If you have done a 'partial slaughter', the meat is already in pieces. With no cool room, you can put the
pieces in a set of oven pans and keep them somewhere flyproof and reasonably cool. We use an old ex-fridge.
We don't have great facilities, so we are not very ambitious about butchering. If we want chops, mince and
sausages, we send a prime lamb to the butcher for slaughter and butchering. Usually we are butchering our older partial slaughters.
We have a big chopping board which we put on the table with one of us on each side. H(usband) cuts, W(ife)
holds the meat steady. The board gets deep cuts, so it's only used for butchering. We cut the leg joints with a meat saw for the big bones, and good knives.

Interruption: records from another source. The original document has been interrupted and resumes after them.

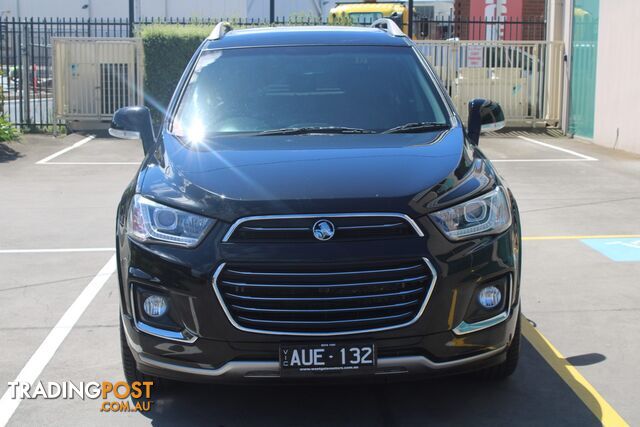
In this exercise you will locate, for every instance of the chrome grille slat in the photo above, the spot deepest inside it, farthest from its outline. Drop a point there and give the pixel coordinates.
(322, 285)
(364, 227)
(324, 299)
(340, 273)
(352, 297)
(326, 310)
(354, 226)
(326, 322)
(276, 228)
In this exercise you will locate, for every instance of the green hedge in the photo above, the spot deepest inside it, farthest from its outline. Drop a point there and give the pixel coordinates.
(167, 50)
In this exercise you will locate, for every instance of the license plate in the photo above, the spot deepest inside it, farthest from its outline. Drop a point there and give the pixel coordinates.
(309, 359)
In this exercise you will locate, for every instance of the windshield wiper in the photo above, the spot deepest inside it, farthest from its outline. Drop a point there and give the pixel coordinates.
(417, 127)
(313, 129)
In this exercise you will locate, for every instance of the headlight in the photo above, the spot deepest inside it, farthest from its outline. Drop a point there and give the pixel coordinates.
(151, 221)
(487, 214)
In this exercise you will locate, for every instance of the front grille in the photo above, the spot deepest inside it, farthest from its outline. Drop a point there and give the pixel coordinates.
(308, 300)
(299, 228)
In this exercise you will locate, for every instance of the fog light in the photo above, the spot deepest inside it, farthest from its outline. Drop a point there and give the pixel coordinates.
(155, 306)
(489, 297)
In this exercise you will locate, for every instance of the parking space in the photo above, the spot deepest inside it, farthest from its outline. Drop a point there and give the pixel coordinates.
(579, 207)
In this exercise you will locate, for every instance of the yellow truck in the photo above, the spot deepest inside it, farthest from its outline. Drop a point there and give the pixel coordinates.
(366, 13)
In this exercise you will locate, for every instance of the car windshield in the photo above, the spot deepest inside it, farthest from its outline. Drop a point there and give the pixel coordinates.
(340, 89)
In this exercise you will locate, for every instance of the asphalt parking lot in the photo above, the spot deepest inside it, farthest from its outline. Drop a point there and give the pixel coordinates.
(580, 365)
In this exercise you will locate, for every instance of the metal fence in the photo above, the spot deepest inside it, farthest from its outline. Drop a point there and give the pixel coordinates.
(524, 77)
(26, 57)
(443, 28)
(27, 80)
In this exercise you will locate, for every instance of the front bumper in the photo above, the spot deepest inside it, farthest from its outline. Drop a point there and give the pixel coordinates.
(211, 348)
(253, 367)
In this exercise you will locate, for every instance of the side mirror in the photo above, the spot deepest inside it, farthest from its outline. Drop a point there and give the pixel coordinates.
(133, 123)
(484, 116)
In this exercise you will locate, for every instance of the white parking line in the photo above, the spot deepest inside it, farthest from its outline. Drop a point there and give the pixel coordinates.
(65, 150)
(93, 163)
(46, 351)
(564, 150)
(539, 160)
(54, 251)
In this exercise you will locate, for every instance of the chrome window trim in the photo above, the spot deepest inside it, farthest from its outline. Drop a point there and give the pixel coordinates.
(271, 369)
(432, 284)
(467, 328)
(241, 221)
(184, 336)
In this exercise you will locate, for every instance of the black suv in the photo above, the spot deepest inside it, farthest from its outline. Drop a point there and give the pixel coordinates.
(314, 207)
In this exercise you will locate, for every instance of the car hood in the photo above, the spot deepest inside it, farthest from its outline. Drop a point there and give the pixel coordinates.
(241, 176)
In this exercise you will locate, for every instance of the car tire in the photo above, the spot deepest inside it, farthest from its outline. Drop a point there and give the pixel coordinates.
(507, 368)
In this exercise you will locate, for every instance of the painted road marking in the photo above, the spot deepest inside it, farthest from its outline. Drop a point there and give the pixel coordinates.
(620, 250)
(93, 163)
(51, 343)
(54, 251)
(65, 150)
(564, 150)
(603, 236)
(537, 160)
(579, 384)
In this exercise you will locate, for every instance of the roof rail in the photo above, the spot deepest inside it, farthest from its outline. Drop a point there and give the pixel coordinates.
(389, 26)
(220, 30)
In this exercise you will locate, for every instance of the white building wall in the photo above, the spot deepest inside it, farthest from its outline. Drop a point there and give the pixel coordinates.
(617, 79)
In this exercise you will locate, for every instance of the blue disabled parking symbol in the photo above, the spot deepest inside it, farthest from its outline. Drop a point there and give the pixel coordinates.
(621, 250)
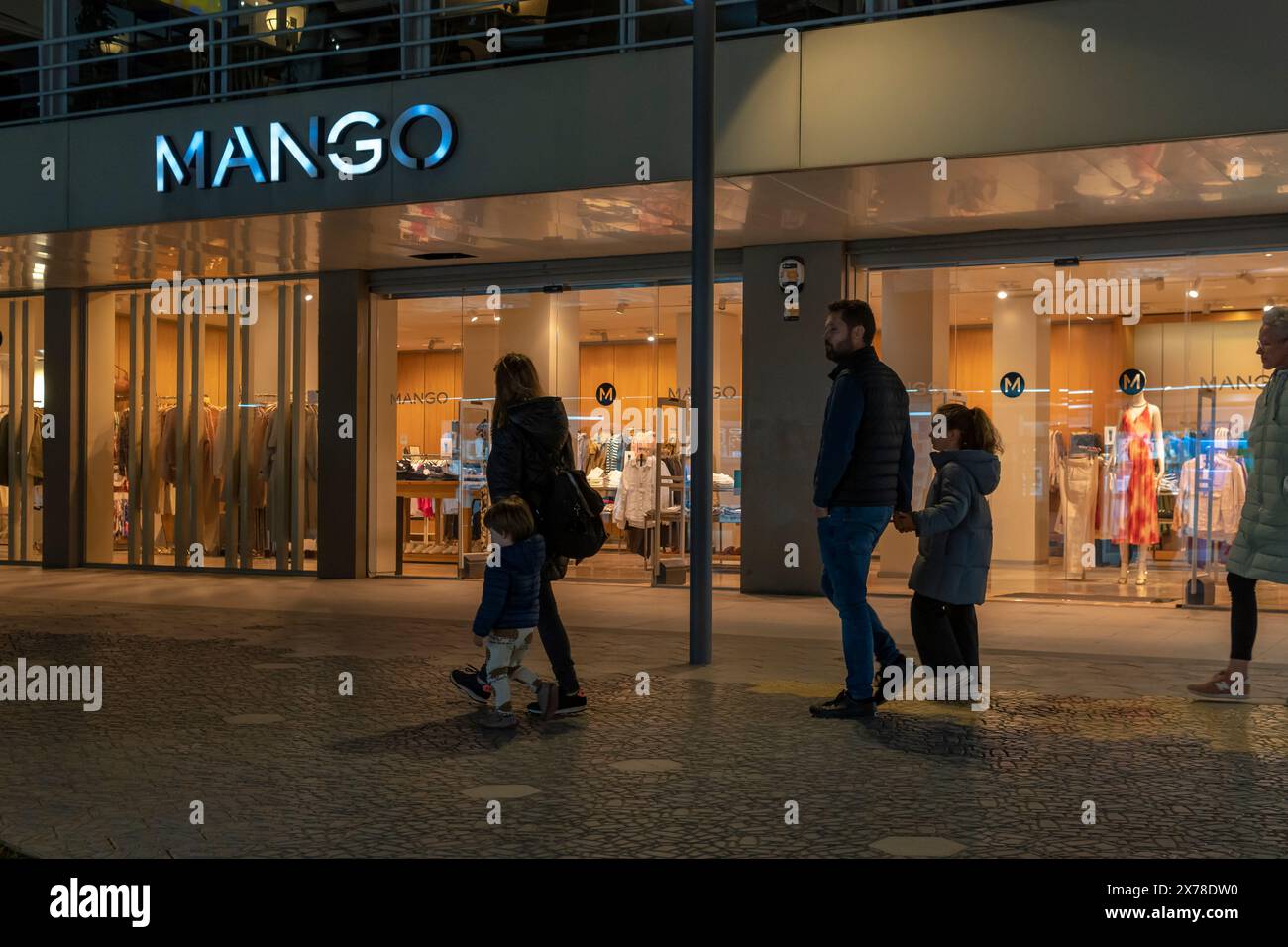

We tried a power
reciprocating saw (hence the deep cuts in the chopping board!), but the hand operated meat saw is better.
With each leg, we cut off the shank and then cut the leg in half for a roast/ slow cooking joint. All the
shanks are frozen together, and we freeze each half leg joint separately. If we have visitors, we cook two joints. With the strips and chunks, W usually dices them and either
freezes portions of diced meat, or slow cooks them and then freezes meal portions for stews and pies.